In exchange for the exclusive license and entry into the License Agreement, SBA agreed to pay the Utility a purchase price of $973 million. SBA paid the Utility $946 million of such purchase price at the closing pursuant to the Transaction Agreement, which also contemplates the post-closing assignment of additional specified Cell Sites to SBA upon the satisfaction of certain terms and conditions, for which SBA will make additional purchase price payments to the Utility. The closing settlement also reflected an adjustment for an estimated amount of payments received by the Utility from Carriers in the pre-closing period that are allocable to licenses in the post-closing period. The purchase price is subject to further adjustment pursuant to the terms of the Transaction Agreement through August 15, 2021.

The Utility recorded approximately $365 million of the $946 million sales proceeds as a financing obligation, as this portion of the proceeds for existing Cell Sites represents a sale of future revenues. The Utility recorded approximately $106 million of the $946 million sales proceeds as a contract liability (deferred revenue), as a portion of proceeds with respect to the sublicensing of Cell Sites, as well as the Tower Site Agreement represents an upfront payment for access to space on the Utility’s assets. The Utility utilized a third-party discounted cash flow model based on business assumptions and estimates to determine the allocation of the purchase price between the financing obligation and deferred revenue.

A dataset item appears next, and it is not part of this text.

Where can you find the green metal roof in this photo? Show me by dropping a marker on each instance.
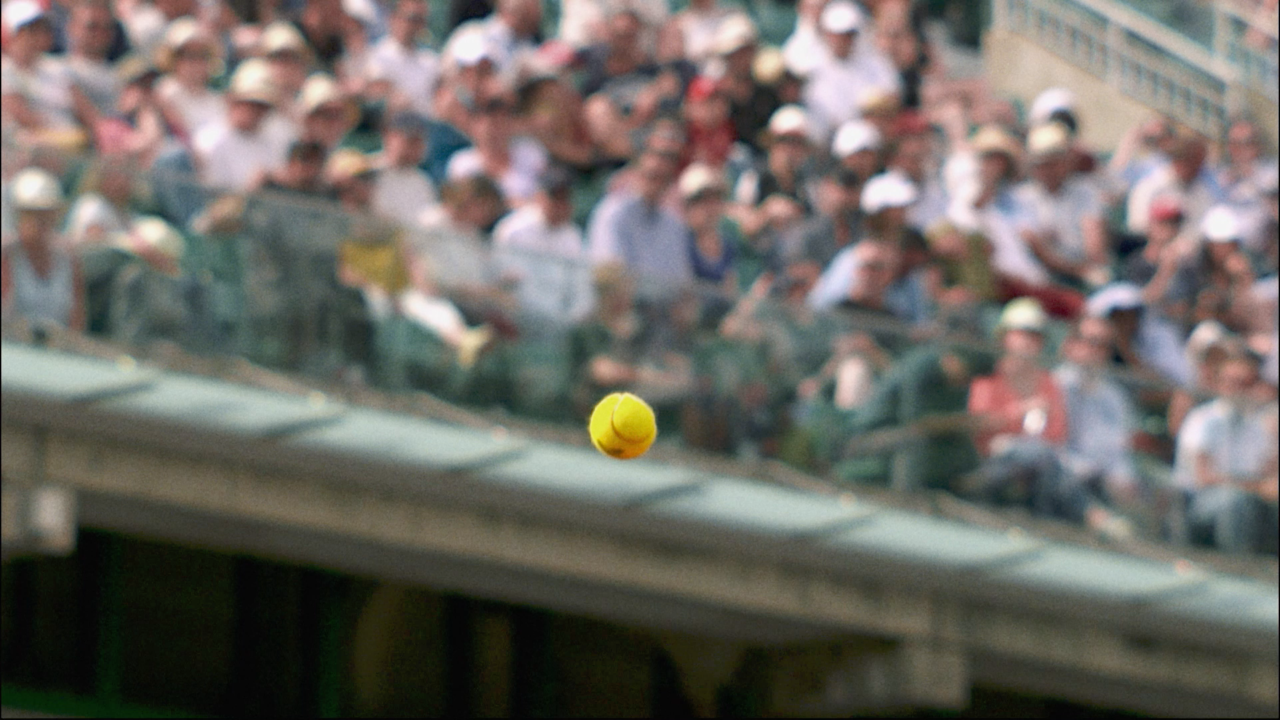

The financing obligation and deferred revenue are presented within Other noncurrent liabilities on the Condensed Consolidated Balance Sheets.

The Utility recorded the remaining approximately $475 million ($471 million of which was noncurrent) of the sale proceeds to regulatory liabilities, for the portion that is probable to be returned to customers in accordance with existing revenue sharing practices.

The financing obligation is amortized through Electric operating revenue and Interest expense on the Condensed Consolidated Statements of Income using the effective interest method and the deferred revenue balance is amortized through Electric operating revenue ratably over the 100-year term.
Recently Adopted Accounting Standards

Income Taxes

In December 2019, the FASB issued ASU No. 2019-12, Income Taxes (Topic 740): Simplifying the Accounting for Income Taxes, which amends the existing guidance to reduce complexity relating to Income Tax disclosures. PG&E Corporation and the Utility adopted this ASU on January 1, 2021. There was no material impact to PG&E Corporation’s or the Utility’s Condensed Consolidated Financial Statements and the related disclosures resulting from the adoption of this ASU.
Accounting Standards Issued But Not Yet Adopted

Debt

In August 2020, the FASB issued ASU No. 2020-06, Debt - Debt with Conversion and Other Options (Subtopic 470-20) and Derivatives and Hedging - Contracts in Entity’s Own Equity (Subtopic 815-40): Accounting for Convertible Instruments and Contracts in an Entity’s Own Equity, which simplifies the accounting for certain financial instruments with characteristics of liabilities and equity, including convertible instruments and contracts on an entity’s own equity. This ASU will be effective for PG&E Corporation and the Utility on January 1, 2022, with early adoption permitted. PG&E Corporation and the Utility are currently evaluating the impact the guidance will have on their Condensed Consolidated Financial Statements and related disclosures.